Читать книгу The Science of Reading - Группа авторов - Страница 86

Morphological Analysis in Skilled Reading

Оглавление

There is strong evidence that morphological information is analysed during the recognition of printed words. Much of this evidence derives from three paradigms: the morpheme frequency paradigm, the morpheme interference paradigm, and the morphological priming paradigm. This evidence is reviewed briefly in the following section (see also Amenta & Crepaldi, 2012 for fuller review).

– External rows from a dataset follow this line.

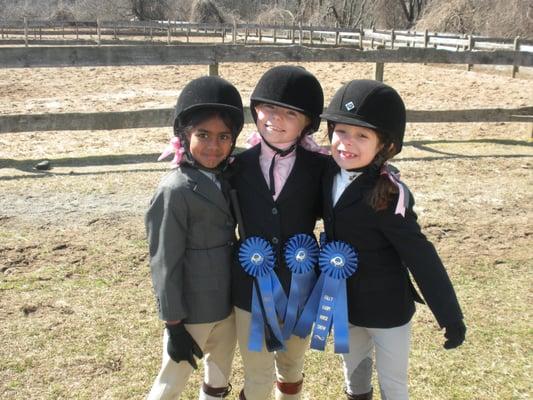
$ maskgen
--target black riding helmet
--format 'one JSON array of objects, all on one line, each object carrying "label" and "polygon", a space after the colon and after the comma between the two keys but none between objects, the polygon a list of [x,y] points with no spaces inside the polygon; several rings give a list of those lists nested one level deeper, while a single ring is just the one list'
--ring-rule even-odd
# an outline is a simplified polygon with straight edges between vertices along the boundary
[{"label": "black riding helmet", "polygon": [[185,160],[198,168],[218,172],[225,168],[226,163],[224,162],[224,165],[214,170],[200,166],[190,153],[189,140],[183,129],[191,122],[193,114],[201,111],[220,111],[229,116],[233,125],[231,130],[233,151],[237,137],[244,125],[241,95],[235,86],[228,81],[217,76],[203,76],[185,85],[178,97],[174,112],[174,135],[182,141],[185,148]]},{"label": "black riding helmet", "polygon": [[280,65],[263,74],[250,96],[250,111],[255,122],[255,106],[260,103],[290,108],[307,115],[311,124],[305,133],[311,134],[320,126],[324,93],[320,82],[303,67]]},{"label": "black riding helmet", "polygon": [[224,110],[234,125],[235,139],[244,125],[241,95],[228,81],[218,76],[202,76],[190,81],[178,97],[174,113],[174,133],[191,112],[199,109]]},{"label": "black riding helmet", "polygon": [[[405,133],[405,105],[402,98],[382,82],[356,79],[342,86],[320,115],[328,122],[375,129],[394,143],[396,154],[402,149]],[[329,140],[333,131],[328,126]]]}]

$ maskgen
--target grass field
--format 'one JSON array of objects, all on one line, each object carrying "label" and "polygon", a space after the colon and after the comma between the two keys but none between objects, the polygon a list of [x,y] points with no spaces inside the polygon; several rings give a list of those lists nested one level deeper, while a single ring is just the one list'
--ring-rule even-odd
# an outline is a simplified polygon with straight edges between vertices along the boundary
[{"label": "grass field", "polygon": [[[331,66],[308,67],[324,81],[328,71],[335,73]],[[232,74],[227,68],[222,76]],[[357,71],[362,75],[367,68]],[[395,68],[389,83],[401,86],[407,72]],[[424,74],[433,71],[417,68]],[[0,78],[11,88],[26,90],[26,97],[12,91],[3,100],[17,110],[41,112],[50,98],[39,85],[49,85],[49,96],[56,96],[61,82],[72,85],[69,74],[79,73],[74,70],[57,70],[52,83],[39,80],[52,79],[51,70],[32,70],[34,83],[21,81],[18,70],[1,70]],[[193,67],[188,71],[192,74]],[[420,71],[409,73],[415,82],[421,76]],[[461,93],[464,108],[483,105],[484,99],[492,107],[491,102],[499,104],[498,95],[509,107],[533,100],[528,76],[513,80],[455,69],[446,75],[447,94],[441,93],[437,78],[427,77],[425,93],[443,99]],[[116,83],[112,76],[107,79]],[[186,79],[187,74],[180,76],[176,85]],[[335,79],[325,84],[328,93],[345,77]],[[244,93],[251,81],[241,82]],[[490,96],[480,92],[487,87],[497,90],[491,89]],[[32,88],[43,93],[34,98]],[[436,104],[427,106],[416,90],[404,92],[410,108]],[[80,108],[83,100],[96,101],[92,94],[68,93],[64,102]],[[9,113],[3,104],[0,112]],[[69,107],[64,111],[76,110]],[[0,136],[0,398],[146,395],[160,365],[162,329],[142,218],[167,170],[155,159],[168,135],[168,129],[144,129]],[[395,165],[415,193],[420,223],[447,266],[468,326],[465,344],[445,351],[433,316],[427,307],[418,308],[410,359],[414,400],[529,399],[533,392],[530,135],[531,125],[518,123],[408,127]],[[33,170],[44,158],[53,168]],[[242,385],[238,354],[234,367],[229,399],[237,398]],[[305,373],[304,399],[343,398],[341,363],[331,346],[324,353],[309,351]],[[194,374],[182,398],[196,398],[200,382],[201,374]]]}]

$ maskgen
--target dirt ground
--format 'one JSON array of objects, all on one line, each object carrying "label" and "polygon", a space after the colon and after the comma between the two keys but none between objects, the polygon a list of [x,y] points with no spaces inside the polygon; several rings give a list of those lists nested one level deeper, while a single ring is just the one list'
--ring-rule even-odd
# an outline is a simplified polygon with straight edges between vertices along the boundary
[{"label": "dirt ground", "polygon": [[[247,103],[273,65],[221,64],[219,72]],[[302,65],[319,78],[326,101],[342,83],[373,76],[371,64]],[[180,88],[206,72],[206,66],[1,69],[0,114],[172,107]],[[412,110],[533,105],[531,71],[510,75],[510,67],[385,66],[385,81]],[[242,137],[251,129],[245,126]],[[455,353],[437,350],[441,333],[421,308],[414,399],[532,393],[531,135],[531,123],[408,125],[394,164],[455,283],[470,339]],[[156,159],[169,136],[170,128],[0,135],[2,398],[127,399],[148,390],[161,331],[142,218],[168,167]],[[323,142],[324,128],[315,136]],[[52,169],[34,170],[44,159]],[[242,369],[235,365],[239,387]],[[340,398],[338,368],[331,367],[332,377],[308,372],[306,398]],[[195,388],[188,390],[184,398],[194,398]]]}]

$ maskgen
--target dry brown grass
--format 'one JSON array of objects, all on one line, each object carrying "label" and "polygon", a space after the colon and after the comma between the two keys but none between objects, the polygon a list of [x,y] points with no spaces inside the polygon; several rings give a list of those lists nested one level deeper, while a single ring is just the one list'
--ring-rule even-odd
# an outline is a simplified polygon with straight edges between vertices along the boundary
[{"label": "dry brown grass", "polygon": [[[221,65],[220,71],[246,99],[270,66]],[[367,64],[306,66],[328,99],[341,82],[372,71]],[[0,70],[0,82],[7,82],[0,83],[0,113],[58,104],[64,111],[170,106],[177,89],[204,69]],[[385,77],[409,108],[519,107],[533,99],[531,78],[523,75],[513,80],[507,73],[398,65],[387,66]],[[155,158],[169,133],[0,136],[2,399],[141,399],[147,393],[159,368],[162,331],[142,216],[166,171]],[[416,195],[420,222],[448,267],[469,328],[463,347],[444,351],[442,332],[419,307],[410,363],[414,400],[530,397],[530,135],[531,125],[517,123],[408,127],[396,165]],[[43,158],[54,168],[32,170]],[[237,392],[238,356],[234,366]],[[200,374],[192,377],[184,399],[196,398],[200,381]],[[304,398],[342,398],[340,361],[331,347],[309,352]]]}]

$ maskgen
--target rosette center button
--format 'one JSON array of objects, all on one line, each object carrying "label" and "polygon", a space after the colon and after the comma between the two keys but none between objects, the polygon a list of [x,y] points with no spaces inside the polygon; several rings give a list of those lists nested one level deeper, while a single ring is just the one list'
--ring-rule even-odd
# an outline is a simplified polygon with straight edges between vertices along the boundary
[{"label": "rosette center button", "polygon": [[337,268],[342,268],[344,266],[344,259],[341,256],[335,256],[331,259],[331,265]]},{"label": "rosette center button", "polygon": [[263,256],[259,253],[252,254],[252,262],[254,264],[261,264],[263,262]]}]

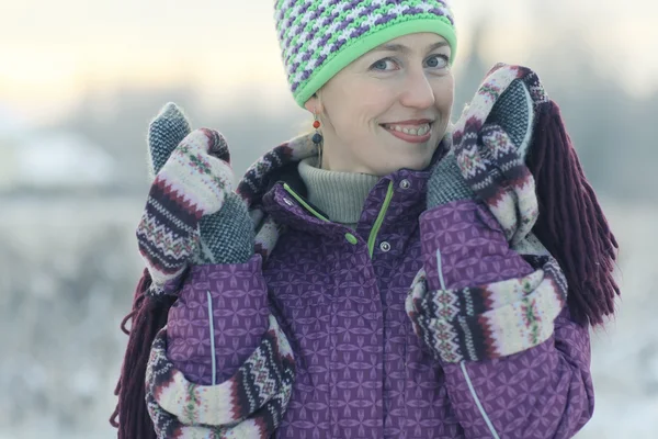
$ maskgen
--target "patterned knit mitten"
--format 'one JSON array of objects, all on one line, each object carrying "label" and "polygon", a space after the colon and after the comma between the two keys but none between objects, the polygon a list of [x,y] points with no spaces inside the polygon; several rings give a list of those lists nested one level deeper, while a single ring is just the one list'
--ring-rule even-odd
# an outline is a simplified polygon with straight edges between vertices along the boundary
[{"label": "patterned knit mitten", "polygon": [[155,180],[137,239],[155,294],[175,289],[190,263],[249,260],[253,226],[232,192],[224,137],[205,128],[190,132],[183,113],[170,103],[150,124],[148,139]]},{"label": "patterned knit mitten", "polygon": [[468,187],[486,203],[507,239],[518,245],[538,215],[534,179],[525,166],[538,98],[524,80],[510,81],[510,69],[514,71],[494,70],[478,90],[457,123],[454,142]]}]

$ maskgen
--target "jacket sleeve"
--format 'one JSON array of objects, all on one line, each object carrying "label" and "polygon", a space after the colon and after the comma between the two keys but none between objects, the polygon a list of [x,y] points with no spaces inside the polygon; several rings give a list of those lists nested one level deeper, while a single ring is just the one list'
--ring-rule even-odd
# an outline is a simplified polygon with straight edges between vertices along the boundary
[{"label": "jacket sleeve", "polygon": [[466,438],[570,438],[591,417],[589,331],[549,255],[509,248],[474,201],[420,218],[424,272],[407,301]]},{"label": "jacket sleeve", "polygon": [[190,269],[147,367],[159,438],[266,438],[294,382],[291,347],[270,313],[261,256]]}]

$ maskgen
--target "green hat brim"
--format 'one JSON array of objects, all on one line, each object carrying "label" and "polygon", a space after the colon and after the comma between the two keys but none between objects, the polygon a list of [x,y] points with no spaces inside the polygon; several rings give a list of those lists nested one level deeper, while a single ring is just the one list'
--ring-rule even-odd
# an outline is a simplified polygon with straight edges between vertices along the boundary
[{"label": "green hat brim", "polygon": [[365,55],[375,47],[397,37],[431,32],[445,38],[451,48],[450,64],[453,64],[457,50],[457,36],[454,26],[447,19],[413,19],[386,24],[386,29],[373,29],[352,44],[345,45],[341,50],[327,58],[325,63],[310,75],[306,82],[297,89],[295,101],[302,108],[325,83],[333,78],[350,63]]}]

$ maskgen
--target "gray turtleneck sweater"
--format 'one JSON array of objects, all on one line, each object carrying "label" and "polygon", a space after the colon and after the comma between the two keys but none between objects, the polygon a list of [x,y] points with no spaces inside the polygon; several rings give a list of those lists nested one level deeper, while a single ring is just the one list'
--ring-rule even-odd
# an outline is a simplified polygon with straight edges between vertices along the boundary
[{"label": "gray turtleneck sweater", "polygon": [[299,161],[299,177],[306,184],[308,201],[325,212],[329,219],[356,228],[363,203],[381,177],[359,172],[318,169],[317,157]]}]

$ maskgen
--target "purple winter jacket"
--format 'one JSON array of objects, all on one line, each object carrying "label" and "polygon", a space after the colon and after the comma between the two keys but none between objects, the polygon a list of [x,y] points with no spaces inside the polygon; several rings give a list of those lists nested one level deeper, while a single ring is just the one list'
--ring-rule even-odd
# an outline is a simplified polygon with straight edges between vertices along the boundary
[{"label": "purple winter jacket", "polygon": [[[413,333],[405,299],[415,275],[436,247],[472,226],[446,228],[440,218],[474,207],[463,201],[421,215],[428,179],[428,170],[409,169],[382,178],[355,230],[310,206],[298,177],[272,184],[262,207],[285,230],[274,250],[264,261],[256,255],[243,264],[193,267],[170,312],[167,357],[188,380],[209,385],[213,348],[222,383],[259,346],[272,314],[296,368],[275,438],[572,437],[592,415],[593,390],[589,333],[566,307],[545,342],[494,360],[443,362]],[[489,235],[465,245],[509,251]],[[501,269],[497,256],[474,264],[460,255],[443,260],[449,282],[530,270],[521,258]]]}]

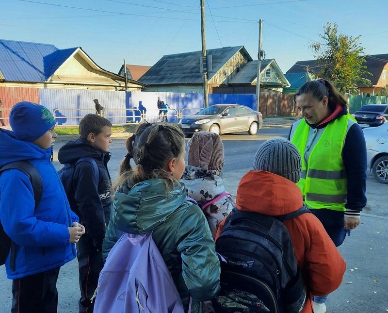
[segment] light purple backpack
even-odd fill
[[[98,279],[95,313],[184,313],[152,232],[124,233],[112,248]]]

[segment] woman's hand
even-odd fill
[[[360,218],[344,217],[343,228],[345,230],[354,230],[360,225]]]

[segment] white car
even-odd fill
[[[388,123],[363,130],[368,167],[379,182],[388,183]]]

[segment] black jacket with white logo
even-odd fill
[[[85,157],[93,158],[97,164],[99,181],[93,164],[87,161],[79,163],[73,177],[74,199],[69,199],[69,202],[71,210],[80,217],[80,222],[91,234],[95,247],[98,247],[102,245],[111,212],[112,184],[107,167],[111,153],[101,151],[80,137],[65,144],[58,155],[62,164],[74,163]]]

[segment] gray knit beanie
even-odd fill
[[[280,138],[267,140],[258,149],[253,169],[270,172],[296,183],[302,174],[300,154],[288,140]]]
[[[205,131],[194,132],[187,142],[187,146],[188,165],[205,170],[222,170],[225,156],[219,135]]]

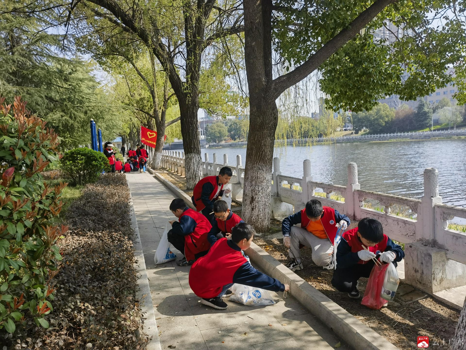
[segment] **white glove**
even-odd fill
[[[380,254],[379,260],[383,262],[390,263],[397,259],[397,254],[394,252],[384,252]]]
[[[290,244],[291,243],[291,238],[289,236],[283,237],[283,245],[287,248],[290,247]]]
[[[360,250],[357,252],[357,256],[363,261],[367,261],[376,257],[376,255],[374,253],[367,250]]]
[[[340,227],[342,228],[342,230],[343,231],[348,228],[348,223],[346,222],[346,220],[342,220],[340,222],[339,224]]]

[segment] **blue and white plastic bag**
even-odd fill
[[[157,250],[154,255],[154,263],[156,265],[171,261],[176,259],[176,254],[171,250],[170,243],[168,241],[168,231],[171,228],[170,223],[167,223],[165,231],[162,235],[162,239],[158,242]]]
[[[233,295],[230,300],[248,306],[271,305],[275,301],[268,290],[235,283],[230,288]]]

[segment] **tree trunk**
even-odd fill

The term morphological decomposition is typically used to describe the analysis of morphemic information. This term has usually been used to refer to a process of segmenting words into morphemic constituents (e.g., segmenting unclean into the constituents [un‐] + [clean]) during the recognition process (e.g., Taft, 1994; Taft & Forster, 1975). However, the term morphological decomposition can also refer to the way that morphologically complex words are represented in distributed‐connectionist networks (e.g., Rastle & Davis, 2008). In these networks, if a surface pattern occurs in many words in a semantically consistent manner (e.g., the clean in unclean, cleanly, cleaner, and cleanliness), then the learned distributed representations will come to treat that pattern independently of the rest of the word (Plaut & Gonnerman, 2000). These different characterizations of morphology are discussed later in this chapter. My use of language regarding morphological decomposition should not imply any specific theoretical perspective at this stage.